As a future teacher, I worry about what this means for my rapport with my students, and their relationships with each other.
The rise of media use in daily life has caused us to constantly feel a pull toward a device. Engrained through hours of working on laptops or mindlessly scrolling social media, checking notifications has become habitual. The average person checks their phone every twelve minutes, leaving us with little sense of sustained focus.
I feel one of the most upsetting effects of this pattern is our inability to commit our undivided attention to people around us. Hari highlights the negative effects of this when he explains, "if you see the world through fragments, your empathy doesn't kick in, in the way that it does when you engage with something in a sustained, focused way." Our brains are being rewired to process the world in short bursts at a time, as platforms such as Instagram or TikTok are designed to flood users with new stimuli every second.

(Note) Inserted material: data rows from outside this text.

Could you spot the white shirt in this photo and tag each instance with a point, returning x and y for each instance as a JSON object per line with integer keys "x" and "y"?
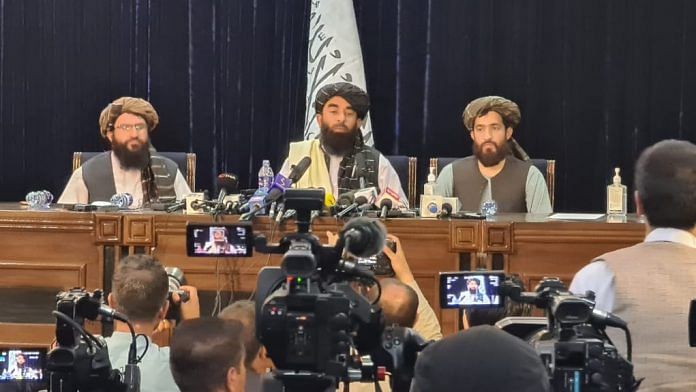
{"x": 125, "y": 180}
{"x": 598, "y": 277}
{"x": 155, "y": 374}
{"x": 386, "y": 176}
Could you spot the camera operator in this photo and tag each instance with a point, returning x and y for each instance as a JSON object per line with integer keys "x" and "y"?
{"x": 396, "y": 299}
{"x": 481, "y": 359}
{"x": 256, "y": 359}
{"x": 208, "y": 355}
{"x": 649, "y": 285}
{"x": 139, "y": 290}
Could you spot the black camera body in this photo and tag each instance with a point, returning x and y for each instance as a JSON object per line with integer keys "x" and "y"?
{"x": 310, "y": 318}
{"x": 573, "y": 346}
{"x": 80, "y": 361}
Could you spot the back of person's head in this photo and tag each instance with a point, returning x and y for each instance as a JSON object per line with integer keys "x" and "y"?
{"x": 399, "y": 303}
{"x": 665, "y": 179}
{"x": 244, "y": 311}
{"x": 139, "y": 287}
{"x": 491, "y": 315}
{"x": 207, "y": 354}
{"x": 480, "y": 359}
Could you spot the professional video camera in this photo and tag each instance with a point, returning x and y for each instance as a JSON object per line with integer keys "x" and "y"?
{"x": 574, "y": 345}
{"x": 311, "y": 319}
{"x": 80, "y": 361}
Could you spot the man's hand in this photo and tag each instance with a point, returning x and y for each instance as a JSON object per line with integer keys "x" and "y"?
{"x": 398, "y": 261}
{"x": 191, "y": 308}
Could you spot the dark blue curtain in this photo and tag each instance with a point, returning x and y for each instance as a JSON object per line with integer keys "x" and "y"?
{"x": 597, "y": 80}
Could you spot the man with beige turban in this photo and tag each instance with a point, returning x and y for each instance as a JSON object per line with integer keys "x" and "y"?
{"x": 129, "y": 167}
{"x": 493, "y": 173}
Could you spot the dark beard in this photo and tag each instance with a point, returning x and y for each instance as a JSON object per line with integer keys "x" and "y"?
{"x": 491, "y": 159}
{"x": 337, "y": 143}
{"x": 137, "y": 159}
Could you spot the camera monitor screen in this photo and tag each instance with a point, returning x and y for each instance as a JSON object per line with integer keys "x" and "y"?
{"x": 22, "y": 364}
{"x": 216, "y": 240}
{"x": 470, "y": 289}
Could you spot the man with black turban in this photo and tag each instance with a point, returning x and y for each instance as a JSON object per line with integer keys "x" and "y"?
{"x": 341, "y": 161}
{"x": 129, "y": 167}
{"x": 493, "y": 173}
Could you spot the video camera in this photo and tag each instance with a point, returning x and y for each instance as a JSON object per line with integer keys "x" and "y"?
{"x": 311, "y": 319}
{"x": 80, "y": 361}
{"x": 573, "y": 344}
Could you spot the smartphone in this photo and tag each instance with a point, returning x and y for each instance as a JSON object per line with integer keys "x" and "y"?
{"x": 466, "y": 289}
{"x": 379, "y": 264}
{"x": 216, "y": 240}
{"x": 22, "y": 365}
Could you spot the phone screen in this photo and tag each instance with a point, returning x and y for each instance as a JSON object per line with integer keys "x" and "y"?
{"x": 215, "y": 240}
{"x": 471, "y": 289}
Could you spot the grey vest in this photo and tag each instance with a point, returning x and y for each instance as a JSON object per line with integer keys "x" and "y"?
{"x": 98, "y": 175}
{"x": 508, "y": 188}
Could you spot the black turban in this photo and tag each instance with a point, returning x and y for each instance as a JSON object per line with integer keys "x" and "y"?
{"x": 356, "y": 97}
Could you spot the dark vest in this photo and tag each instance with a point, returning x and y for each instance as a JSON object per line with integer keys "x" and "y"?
{"x": 98, "y": 175}
{"x": 366, "y": 163}
{"x": 508, "y": 188}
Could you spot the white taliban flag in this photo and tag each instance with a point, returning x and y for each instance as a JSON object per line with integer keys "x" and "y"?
{"x": 334, "y": 55}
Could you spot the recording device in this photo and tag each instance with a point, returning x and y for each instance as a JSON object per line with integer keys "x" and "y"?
{"x": 573, "y": 345}
{"x": 22, "y": 368}
{"x": 379, "y": 264}
{"x": 80, "y": 361}
{"x": 216, "y": 240}
{"x": 471, "y": 289}
{"x": 310, "y": 318}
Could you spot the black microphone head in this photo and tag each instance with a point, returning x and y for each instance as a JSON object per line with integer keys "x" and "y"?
{"x": 346, "y": 199}
{"x": 228, "y": 182}
{"x": 367, "y": 236}
{"x": 299, "y": 169}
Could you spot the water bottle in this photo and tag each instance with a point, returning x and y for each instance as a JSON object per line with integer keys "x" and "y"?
{"x": 122, "y": 200}
{"x": 265, "y": 176}
{"x": 39, "y": 199}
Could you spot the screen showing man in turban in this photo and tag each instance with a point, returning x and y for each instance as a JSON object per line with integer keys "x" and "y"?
{"x": 493, "y": 173}
{"x": 341, "y": 161}
{"x": 131, "y": 166}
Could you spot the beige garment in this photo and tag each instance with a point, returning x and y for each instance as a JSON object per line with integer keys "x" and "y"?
{"x": 654, "y": 284}
{"x": 427, "y": 325}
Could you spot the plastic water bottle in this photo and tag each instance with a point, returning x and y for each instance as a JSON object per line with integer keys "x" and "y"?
{"x": 265, "y": 175}
{"x": 39, "y": 199}
{"x": 122, "y": 200}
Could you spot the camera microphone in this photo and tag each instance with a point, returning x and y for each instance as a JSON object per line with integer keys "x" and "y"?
{"x": 363, "y": 237}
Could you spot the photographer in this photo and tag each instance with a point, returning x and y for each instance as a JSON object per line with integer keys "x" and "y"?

This means our attention span is short-circuiting, and it's more than likely when we're talking with a friend, our mind is actively resisting the temptation to succumb to an online world.
I've noticed this in my life: I'll often be sharing about my troubles to one of my roommates while they're scrolling through their phone. Even if we're conversing, their replies are often shortened to a "yeah" or "uh-huh" as the majority of their attention is fixated on the glowing screen in front of them. It deeply unsettles me as I realize this has become normal. The heart of empathy, which is the ability to understand and resonate with the feelings of others, is dwindling. It is nearly impossible to understand someone without intentionally listening, and it's disturbingly difficult to listen when we feel that pull to a screen.
I think we need to treat this epidemic as a wake up call to reconnect with the people around us, starting with small intentional efforts of simply looking one another in the eye. If we perpetuate the spiral of giving into these mechanical distractions, it won't be long before we surrender to cruelty without a care of how it affects others.
As a future teacher, I hold myself to a higher standard of accountability and plan to set intentional goals to counteract this negativity. I strive to curate a safe environment in my future classroom, where I incorporate social and emotional learning lessons and models of empathetic conversations into students' everyday life. Through little choices each day, I believe we all have the capacity to rewire this isolated behavior and reopen our hearts to those around us. For in Hari's words, "empathy is one of the most complex forms of attention we have, and the most precious."
It's our duty to protect this sacred element of humanity, and it starts with simply looking up.